PEARL: A positive contralateral straight leg raise has a higher specificity than a positive ipsilateral straight leg raise.

·        The level of the herniation will determine the nerve root affected and the resultant radicular symptoms; sensory, motor or reflex deficits may result

·        The ability to perform a thorough and accurate neurologic evaluation is essential in determining normal from abnormal and assessing whether the findings are attributable to a disc herniation

Treatment

·        Surgery is rarely indicated at the time of symptom onset

PEARL: Absolute indications for surgery include cauda equina syndrome or a progressive neurologic deficit.

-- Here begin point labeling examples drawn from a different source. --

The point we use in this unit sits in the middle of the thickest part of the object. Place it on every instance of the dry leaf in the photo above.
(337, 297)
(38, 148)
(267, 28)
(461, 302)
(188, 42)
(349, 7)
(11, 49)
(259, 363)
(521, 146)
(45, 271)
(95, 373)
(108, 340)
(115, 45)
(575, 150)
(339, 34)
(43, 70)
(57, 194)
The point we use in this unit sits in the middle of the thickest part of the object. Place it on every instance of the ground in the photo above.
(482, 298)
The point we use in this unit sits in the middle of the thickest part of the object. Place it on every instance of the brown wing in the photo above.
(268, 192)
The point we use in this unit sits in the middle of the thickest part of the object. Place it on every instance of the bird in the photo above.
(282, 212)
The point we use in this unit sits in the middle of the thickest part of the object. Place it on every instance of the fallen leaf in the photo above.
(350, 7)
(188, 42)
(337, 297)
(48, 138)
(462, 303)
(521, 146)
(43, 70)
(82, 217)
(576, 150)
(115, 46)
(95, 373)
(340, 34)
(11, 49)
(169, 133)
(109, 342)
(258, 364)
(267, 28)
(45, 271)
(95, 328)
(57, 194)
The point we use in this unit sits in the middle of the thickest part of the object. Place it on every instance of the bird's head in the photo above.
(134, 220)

·        Conservative treatment consists of:

o   Physical therapy

o   NSAIDs

o   Muscle relaxants

o   Epidural steroid injections

o   Oral steroids

o   Acupuncture

o   Manipulation

o   Traction

References

Hahne AJ, Ford JJ, McMeeken JM. Conservative management of lumbar disc herniation with associated radiculopathy: a systematic review. Spine. 2010;15;35(11):E488–504.

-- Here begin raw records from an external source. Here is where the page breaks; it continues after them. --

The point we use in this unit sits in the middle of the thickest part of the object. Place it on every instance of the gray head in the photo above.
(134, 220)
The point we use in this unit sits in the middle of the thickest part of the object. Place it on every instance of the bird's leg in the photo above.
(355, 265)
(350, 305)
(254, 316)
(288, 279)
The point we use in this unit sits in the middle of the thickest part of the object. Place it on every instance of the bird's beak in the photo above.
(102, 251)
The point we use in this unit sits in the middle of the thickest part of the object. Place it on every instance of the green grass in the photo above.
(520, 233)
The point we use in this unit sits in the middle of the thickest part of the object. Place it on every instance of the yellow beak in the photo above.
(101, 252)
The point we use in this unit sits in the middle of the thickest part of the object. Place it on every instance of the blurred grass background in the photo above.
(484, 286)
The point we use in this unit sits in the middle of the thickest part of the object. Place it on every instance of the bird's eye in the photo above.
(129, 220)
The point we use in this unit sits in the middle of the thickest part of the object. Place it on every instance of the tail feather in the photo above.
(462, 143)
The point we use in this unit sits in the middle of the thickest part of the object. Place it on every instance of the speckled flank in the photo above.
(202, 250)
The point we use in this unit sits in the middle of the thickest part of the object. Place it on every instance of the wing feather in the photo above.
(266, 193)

Hussain SA, Gullan RW, Chitnavis BP. Cauda equina syndrome: outcome and implications for management. Br J Neurosurg. 2003;17(2):164–7.

Jacobs WCH, van Tulder M, Arts M, et al. Surgery versus conservative management of sciatica due to a lumbar herniated disc: a systematic review. Eur Spine J. 2011;20(4):513–22.

Longo UG, Loppini M, Denaro L, Maffulli N, Denaro V. Conservative management of patients with an osteoporotic vertebral fracture: a review of the literature. J Bone Joint Surg Br. 2012;94(2):152–7.

McGuire R. Case study: AAOS clinical practice guideline: the treatment of symptomatic osteoporotic spinal compression fractures. J Am Acad Orthop Surg. 2011;19:183–4.

Pradilla G, Nagahama Y, Spivak AM, Bydon A, Rigamonti D. Spinal epidural abscess: current diagnosis and management. Curr Infect Dis Rep. 2010;12(6):484–91.

Rousing R, Hansen KL, Andersen MO, et al. Twelve-month follow-up in forty-nine patients with acute/semiacute osteoporotic vertebral fractures treated conservatively or with percutaneous vertebroplasty: a clinical randomized study. Spine. 2010;35(5):478–82.

Schouten R, Albert T, Kwon BK. The spine-injured patient: initial assessment and emergency treatment. J Am Acad Orthop Surg. 2012;20(6):336–46.